Following the American Civil War Sesquicentennial with day by day writings of the time, currently 1863.

1858. June 6.—Constant employment on the questions pending with the Foreign Office has prevented me from making memoranda. The conduct of the British naval cruisers is intolerable, and creates great anxiety as to the relations of the two countries. The cases of the Cortes, the A. A. Chapman, the Mobile, the Tropic Bird, and the comprehensive visitation of all our merchantmen in Sagua la Grande, connected with an arrogant general surveillance, make out a story of national outrage worse than anything heretofore experienced.

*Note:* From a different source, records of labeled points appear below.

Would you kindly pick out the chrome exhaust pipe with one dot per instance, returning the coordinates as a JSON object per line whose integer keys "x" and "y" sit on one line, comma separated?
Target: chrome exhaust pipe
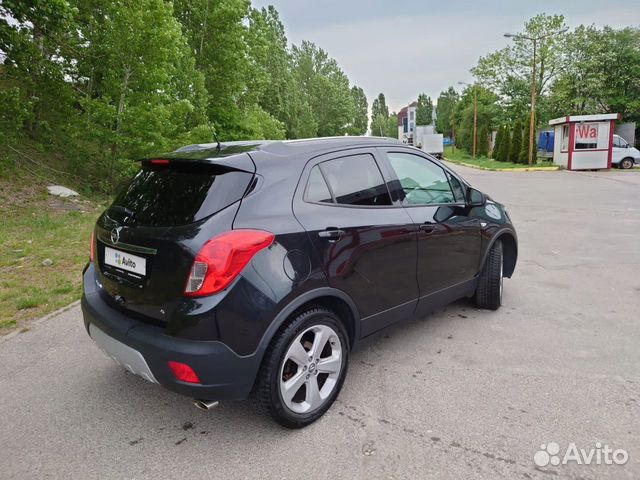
{"x": 205, "y": 404}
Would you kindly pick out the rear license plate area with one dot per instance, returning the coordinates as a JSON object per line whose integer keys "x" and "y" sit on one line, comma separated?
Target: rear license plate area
{"x": 125, "y": 264}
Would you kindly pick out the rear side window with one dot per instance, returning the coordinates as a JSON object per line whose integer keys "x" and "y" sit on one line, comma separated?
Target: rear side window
{"x": 354, "y": 180}
{"x": 317, "y": 190}
{"x": 178, "y": 194}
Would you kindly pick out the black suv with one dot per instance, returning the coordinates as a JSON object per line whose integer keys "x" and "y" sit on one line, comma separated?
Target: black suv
{"x": 251, "y": 269}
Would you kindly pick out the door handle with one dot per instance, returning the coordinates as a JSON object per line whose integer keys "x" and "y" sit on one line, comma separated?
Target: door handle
{"x": 427, "y": 227}
{"x": 333, "y": 234}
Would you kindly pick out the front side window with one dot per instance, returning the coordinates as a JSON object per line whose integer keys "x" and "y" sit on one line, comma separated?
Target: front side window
{"x": 356, "y": 180}
{"x": 423, "y": 182}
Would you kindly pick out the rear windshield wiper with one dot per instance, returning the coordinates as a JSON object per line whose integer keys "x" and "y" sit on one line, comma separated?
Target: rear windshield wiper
{"x": 128, "y": 213}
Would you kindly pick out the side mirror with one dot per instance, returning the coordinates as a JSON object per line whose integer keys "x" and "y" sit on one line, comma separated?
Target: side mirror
{"x": 475, "y": 198}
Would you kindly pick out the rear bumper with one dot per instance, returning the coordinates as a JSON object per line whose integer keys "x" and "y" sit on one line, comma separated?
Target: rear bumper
{"x": 224, "y": 374}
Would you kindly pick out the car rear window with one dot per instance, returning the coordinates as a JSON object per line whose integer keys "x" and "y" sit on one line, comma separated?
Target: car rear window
{"x": 178, "y": 194}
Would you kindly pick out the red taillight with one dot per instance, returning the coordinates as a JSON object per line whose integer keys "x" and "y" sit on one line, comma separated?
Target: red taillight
{"x": 222, "y": 258}
{"x": 183, "y": 372}
{"x": 92, "y": 246}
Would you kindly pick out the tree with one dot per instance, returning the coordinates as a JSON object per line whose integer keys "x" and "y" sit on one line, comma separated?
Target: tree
{"x": 392, "y": 126}
{"x": 505, "y": 145}
{"x": 358, "y": 125}
{"x": 379, "y": 126}
{"x": 325, "y": 88}
{"x": 270, "y": 82}
{"x": 446, "y": 106}
{"x": 216, "y": 34}
{"x": 379, "y": 115}
{"x": 508, "y": 71}
{"x": 600, "y": 73}
{"x": 483, "y": 141}
{"x": 524, "y": 150}
{"x": 495, "y": 153}
{"x": 424, "y": 110}
{"x": 516, "y": 142}
{"x": 488, "y": 113}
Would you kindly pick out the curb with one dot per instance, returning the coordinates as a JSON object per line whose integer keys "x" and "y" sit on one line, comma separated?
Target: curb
{"x": 55, "y": 313}
{"x": 515, "y": 169}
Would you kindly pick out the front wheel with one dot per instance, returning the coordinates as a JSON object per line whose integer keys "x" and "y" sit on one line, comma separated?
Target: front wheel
{"x": 626, "y": 163}
{"x": 490, "y": 284}
{"x": 304, "y": 368}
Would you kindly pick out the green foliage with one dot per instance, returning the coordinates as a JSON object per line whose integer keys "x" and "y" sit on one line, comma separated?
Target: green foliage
{"x": 508, "y": 71}
{"x": 505, "y": 145}
{"x": 379, "y": 107}
{"x": 325, "y": 88}
{"x": 524, "y": 151}
{"x": 600, "y": 73}
{"x": 379, "y": 126}
{"x": 383, "y": 125}
{"x": 483, "y": 141}
{"x": 445, "y": 108}
{"x": 424, "y": 110}
{"x": 516, "y": 142}
{"x": 107, "y": 81}
{"x": 488, "y": 114}
{"x": 496, "y": 145}
{"x": 14, "y": 114}
{"x": 360, "y": 119}
{"x": 392, "y": 126}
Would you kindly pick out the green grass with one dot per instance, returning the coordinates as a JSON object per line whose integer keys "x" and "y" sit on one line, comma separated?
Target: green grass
{"x": 35, "y": 226}
{"x": 456, "y": 155}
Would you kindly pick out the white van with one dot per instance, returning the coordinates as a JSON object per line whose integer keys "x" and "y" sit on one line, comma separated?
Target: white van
{"x": 624, "y": 155}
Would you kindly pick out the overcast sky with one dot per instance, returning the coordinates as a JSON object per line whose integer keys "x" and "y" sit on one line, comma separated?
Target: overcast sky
{"x": 406, "y": 47}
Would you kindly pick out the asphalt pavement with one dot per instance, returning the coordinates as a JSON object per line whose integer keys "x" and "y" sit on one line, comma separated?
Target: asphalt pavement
{"x": 462, "y": 393}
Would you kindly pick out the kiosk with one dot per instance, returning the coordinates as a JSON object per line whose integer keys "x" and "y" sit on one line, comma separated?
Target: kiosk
{"x": 584, "y": 142}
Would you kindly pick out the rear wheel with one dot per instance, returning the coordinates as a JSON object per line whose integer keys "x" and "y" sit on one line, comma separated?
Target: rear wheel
{"x": 626, "y": 163}
{"x": 490, "y": 285}
{"x": 304, "y": 368}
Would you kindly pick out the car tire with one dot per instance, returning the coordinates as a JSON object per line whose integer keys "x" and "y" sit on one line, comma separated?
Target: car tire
{"x": 294, "y": 386}
{"x": 490, "y": 284}
{"x": 626, "y": 163}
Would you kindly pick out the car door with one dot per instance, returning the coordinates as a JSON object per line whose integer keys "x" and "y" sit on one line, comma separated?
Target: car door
{"x": 365, "y": 242}
{"x": 449, "y": 241}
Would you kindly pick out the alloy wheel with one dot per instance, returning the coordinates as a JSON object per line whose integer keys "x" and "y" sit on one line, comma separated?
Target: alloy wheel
{"x": 311, "y": 369}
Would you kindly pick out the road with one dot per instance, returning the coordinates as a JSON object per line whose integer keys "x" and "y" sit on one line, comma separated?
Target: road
{"x": 460, "y": 394}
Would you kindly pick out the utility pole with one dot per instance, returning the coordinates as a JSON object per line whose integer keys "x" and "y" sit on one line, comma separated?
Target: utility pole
{"x": 475, "y": 114}
{"x": 532, "y": 124}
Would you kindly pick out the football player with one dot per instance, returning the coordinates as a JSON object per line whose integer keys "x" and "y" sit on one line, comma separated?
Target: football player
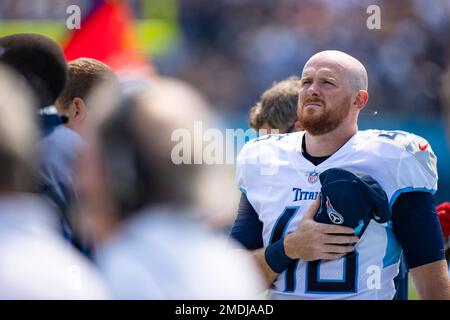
{"x": 277, "y": 108}
{"x": 278, "y": 177}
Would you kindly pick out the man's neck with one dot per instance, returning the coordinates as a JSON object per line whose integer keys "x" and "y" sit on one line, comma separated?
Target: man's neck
{"x": 329, "y": 143}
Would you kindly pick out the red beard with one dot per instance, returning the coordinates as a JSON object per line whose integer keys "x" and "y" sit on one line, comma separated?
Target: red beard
{"x": 319, "y": 122}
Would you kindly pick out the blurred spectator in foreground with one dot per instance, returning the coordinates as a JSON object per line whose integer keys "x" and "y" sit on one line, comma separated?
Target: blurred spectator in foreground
{"x": 153, "y": 245}
{"x": 277, "y": 109}
{"x": 35, "y": 262}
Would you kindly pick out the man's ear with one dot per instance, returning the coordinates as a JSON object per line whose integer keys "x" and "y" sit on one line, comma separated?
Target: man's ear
{"x": 361, "y": 99}
{"x": 79, "y": 110}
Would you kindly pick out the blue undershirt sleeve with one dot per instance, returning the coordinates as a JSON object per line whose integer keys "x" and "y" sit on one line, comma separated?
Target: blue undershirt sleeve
{"x": 247, "y": 229}
{"x": 417, "y": 228}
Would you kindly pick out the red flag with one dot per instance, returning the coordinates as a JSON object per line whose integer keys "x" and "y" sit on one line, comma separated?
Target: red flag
{"x": 108, "y": 34}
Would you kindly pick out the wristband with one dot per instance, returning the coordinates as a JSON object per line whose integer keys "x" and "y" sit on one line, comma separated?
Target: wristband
{"x": 276, "y": 257}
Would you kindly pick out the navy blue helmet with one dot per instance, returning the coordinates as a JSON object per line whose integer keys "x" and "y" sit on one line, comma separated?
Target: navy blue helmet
{"x": 352, "y": 199}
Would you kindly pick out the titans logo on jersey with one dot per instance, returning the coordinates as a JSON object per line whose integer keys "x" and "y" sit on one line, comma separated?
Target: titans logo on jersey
{"x": 281, "y": 185}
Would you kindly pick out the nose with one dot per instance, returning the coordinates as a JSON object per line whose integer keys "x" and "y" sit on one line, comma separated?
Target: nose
{"x": 313, "y": 90}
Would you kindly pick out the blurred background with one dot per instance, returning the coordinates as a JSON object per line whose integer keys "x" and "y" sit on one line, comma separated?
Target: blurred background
{"x": 232, "y": 50}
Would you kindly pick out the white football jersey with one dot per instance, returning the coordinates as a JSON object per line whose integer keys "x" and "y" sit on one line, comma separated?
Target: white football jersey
{"x": 281, "y": 185}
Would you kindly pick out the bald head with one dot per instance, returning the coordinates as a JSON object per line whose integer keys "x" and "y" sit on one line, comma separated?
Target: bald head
{"x": 349, "y": 67}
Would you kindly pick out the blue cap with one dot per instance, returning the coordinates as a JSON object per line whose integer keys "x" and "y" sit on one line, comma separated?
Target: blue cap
{"x": 351, "y": 198}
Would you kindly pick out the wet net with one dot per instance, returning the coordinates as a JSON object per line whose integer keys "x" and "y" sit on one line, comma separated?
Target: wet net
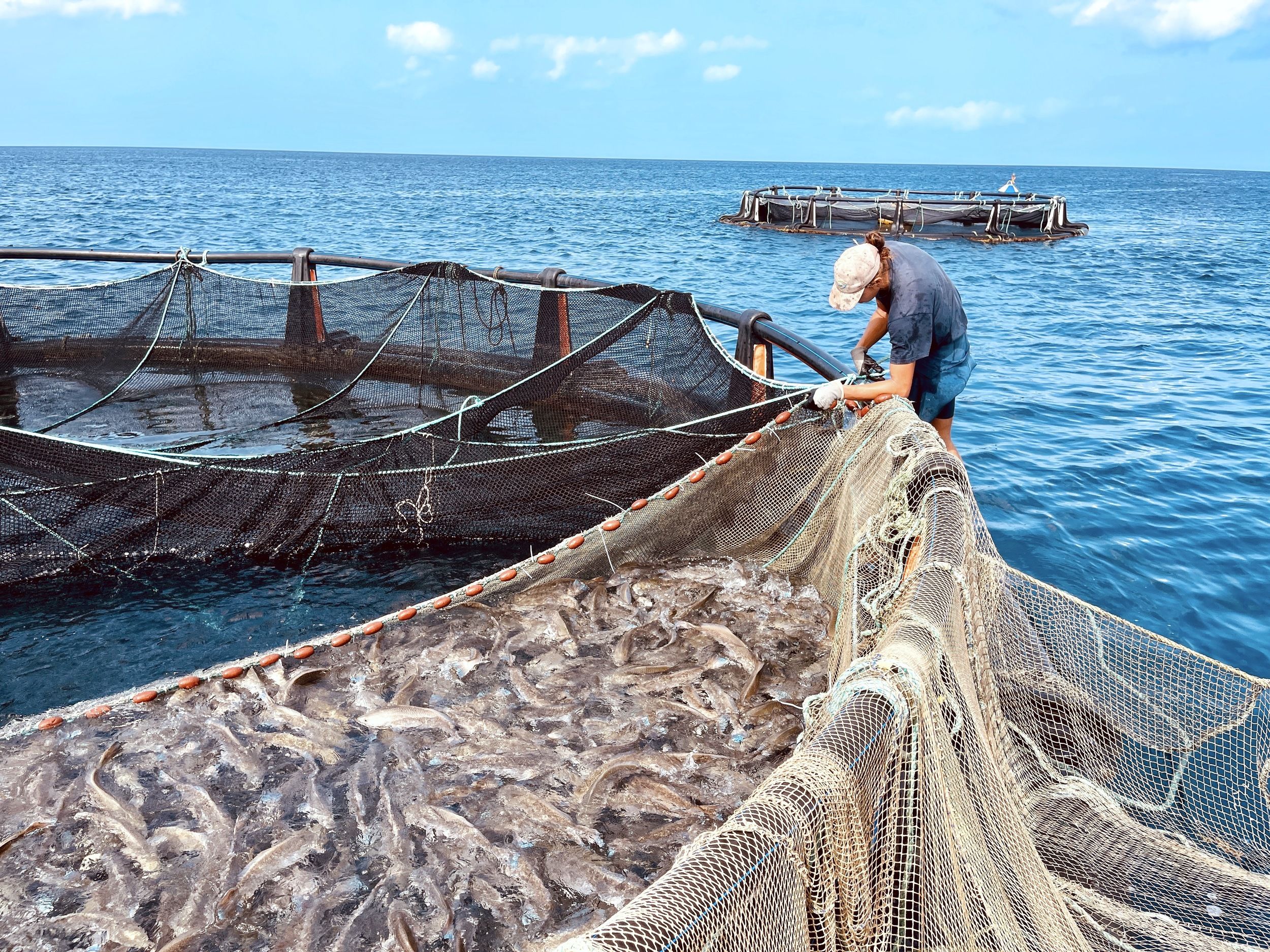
{"x": 996, "y": 765}
{"x": 187, "y": 413}
{"x": 972, "y": 215}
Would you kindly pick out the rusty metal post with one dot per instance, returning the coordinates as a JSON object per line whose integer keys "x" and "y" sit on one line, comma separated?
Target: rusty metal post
{"x": 552, "y": 336}
{"x": 305, "y": 325}
{"x": 753, "y": 353}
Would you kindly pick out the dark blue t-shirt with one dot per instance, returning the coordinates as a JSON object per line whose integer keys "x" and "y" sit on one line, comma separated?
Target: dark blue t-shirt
{"x": 926, "y": 324}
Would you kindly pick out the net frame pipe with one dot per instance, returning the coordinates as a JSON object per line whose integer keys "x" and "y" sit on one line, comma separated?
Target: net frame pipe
{"x": 761, "y": 328}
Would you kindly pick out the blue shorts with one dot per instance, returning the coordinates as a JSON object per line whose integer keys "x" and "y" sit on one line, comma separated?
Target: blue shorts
{"x": 945, "y": 413}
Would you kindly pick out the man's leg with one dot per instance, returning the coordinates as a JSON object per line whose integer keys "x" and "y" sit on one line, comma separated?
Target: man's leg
{"x": 944, "y": 428}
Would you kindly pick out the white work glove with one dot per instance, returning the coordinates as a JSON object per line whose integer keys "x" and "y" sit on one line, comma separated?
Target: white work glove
{"x": 827, "y": 395}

I regard the emergency as justifying, nay, requiring, instructions to the United States Minister at this Court to demand peremptory orders to British naval officers on every station to cease visiting American vessels, and if not given in a fortnight, to ask his passports and quit the kingdom. My conviction is that such a course would be successful, and that our relations of amity would at once be restored and strengthened. I am afraid we are not prepared for so resolute a proceeding, and that we might suffer much at first; but we should soon rise to the proper national elevation and strength, and be advanced a century in dignity and character. The people at large never have faltered, and never will falter, in sustaining those who assert the independence and rights of their country.

A few days ago Sir E. B. Lytton accepted the Colonial Office, and Lord Stanley is transferred to the Presidency of the India Board of Control. The Ministry is becoming firmer and abler. It has a trump card in the American embroglio, which, if promptly and frankly played, will bind the Radicals permanently to them.